The UN’s recommendations for physical activity for older adults includes balance and strength training at least three days per week, as well as 150 to 300 minutes per week of moderate-intensity aerobic activity and muscle-strengthening exercises at least twice a week.

According to the Centers for Disease Control and Prevention, older adults receive significant health benefits from daily exercise. Physical activity reduces the risk of coronary artery disease, high blood pressure, colon cancer, and diabetes. 

The CDC also says that regular, moderate exercise can help with joint swelling and pain caused by arthritis and reduce anxiety and depression. In addition, strengthening and toning muscles will reduce the risk of falling and breaking bones, which allows seniors a greater degree of independence as they age.

The Arbor Company believes in helping residents stay engaged in body and mind throughout their lives.
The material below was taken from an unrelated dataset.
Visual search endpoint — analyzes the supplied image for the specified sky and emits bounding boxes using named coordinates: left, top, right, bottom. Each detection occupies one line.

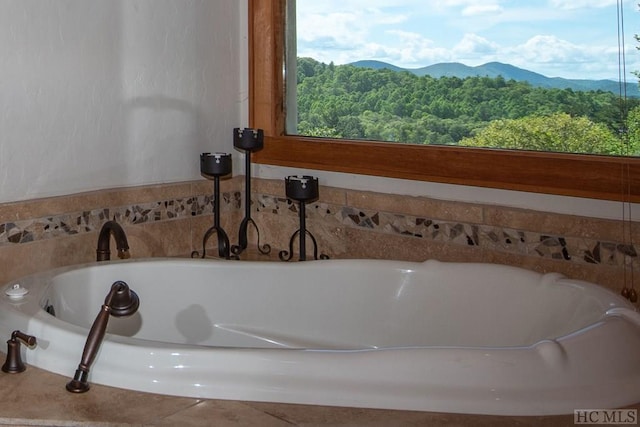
left=295, top=0, right=640, bottom=81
“Physical activity is an important part of the engagement philosophy at The Arbor Company,” said Kris Frankel, regional vice president of Engagement and Dementia Training. “We like to offer a variety of options to give residents choices and the chance to work out their minds as well as their muscles. We’ve found that they enjoy changing up their exercise routines.”

Daily exercise classes are the norm in most Arbor communities. At the height of last year’s COVID-19 pandemic, Arbor Terrace Peachtree City instituted pop-up exercise classes. Because they needed to find socially distanced spots for residents to work out, the engagement team began choosing new locations, including the parking lot and the community garden, and announcing them each morning. The pop-up classes were a hit with residents, who enjoyed the variety.

At Arbor Terrace at Crabapple, the engagement team got residents working out in the hallways during the pandemic, which gave them a chance for exercise as well as socially distant interaction.

Yoga and strength-and-stretch classes are popular at Arbor Terrace Hamilton Mill, which also has a resident choral group that allows singers to exercise their voices and entertain others in the community.

The Lakeside at Amelia likes to switch things up so that residents don’t get bored with the same exercise each week. The community offers circuit training, Aqua Fit classes in the pool, seated yoga, and more, while Arbor Terrace at Kingwood Town Center has Pilates classes, water aerobics, and outdoor games, and some residents are so committed to their fitness routines that they’ll skip social activities rather than miss out on exercise.

Some Arbor communities also participate in The Lotus Program, a holistic wellness and purposeful living program. Among the activities included in the program are reiki, a Japanese disciple that promotes healing through touch; meditation; biofeedback; aromatherapy with essential oils; and senior tai chi.